Keleen and Carlton Beal Professor of Petroleum Engineering and Senior Fellow at the Precourt Institute for Energy
Current Research and Scholarly InterestsResearch
I am interested in the recovery of unconventional hydrocarbon resources and mitigating carbon emissions from fossil fuels via geological sequestration of greenhouse gases. My research group and I examine the physics of flow through porous media at length scales that vary from the pore to the laboratory to the reservoir. The organizing themes are flow imaging to delineate the mechanisms of multiphase flow (oil, water, and gas) in porous media and the synthesis of models from experimental, theoretical, and field data. In all of our work, physical observations, obtained mainly from laboratory and field measurements, are interwoven with theory.
My teaching interests center broadly around education of students to meet the energy challenges that we will face this century. I teach undergraduate courses that examine the interplay of energy use and environmental issues including renewable energy resources and sustainability. At the graduate level, I offer classes on enhanced oil recovery and the thermodynamics of hydrocarbon mixtures.

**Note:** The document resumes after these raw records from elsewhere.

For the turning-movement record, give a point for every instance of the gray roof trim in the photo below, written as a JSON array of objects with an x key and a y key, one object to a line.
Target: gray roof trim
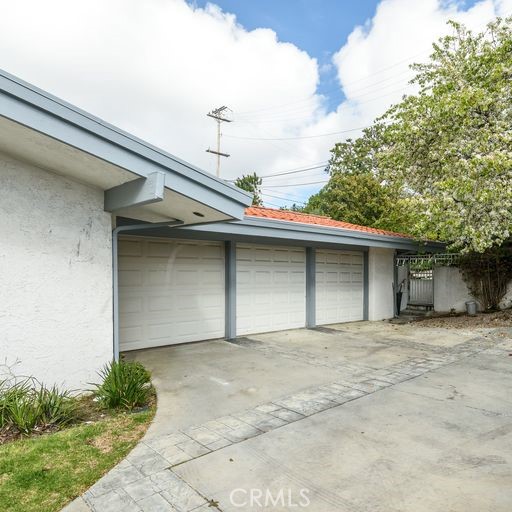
[
  {"x": 27, "y": 105},
  {"x": 270, "y": 231}
]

Member, American Geophysical Union (2006); Editorial Board, SPE Reservoir Evaluation and Engineering (2006-present); Society of Petroleum Engineers (SPE) Distinguished Achievement Award for Petroleum Engineering Faculty (2006); School of Earth Sciences Award for Excellence in Teaching (1998); Earth Systems Program Executive Committee (2002-present); Woods Institute for Environment Energy Committee (2005-present); SPE Continuing Education Committee (2000-present, chair 2004-05); steering committee chair, SPE Forum, Enhanced Oil Recovery: What's Next? (2005-06); Editorial Board of the Journal of Petroleum Technology (2004-present) and SPE Reservoir Engineering and Evaluation (2006-present); member, Society of Petroleum Engineers, American Geophysical Union, and the American Chemical Society.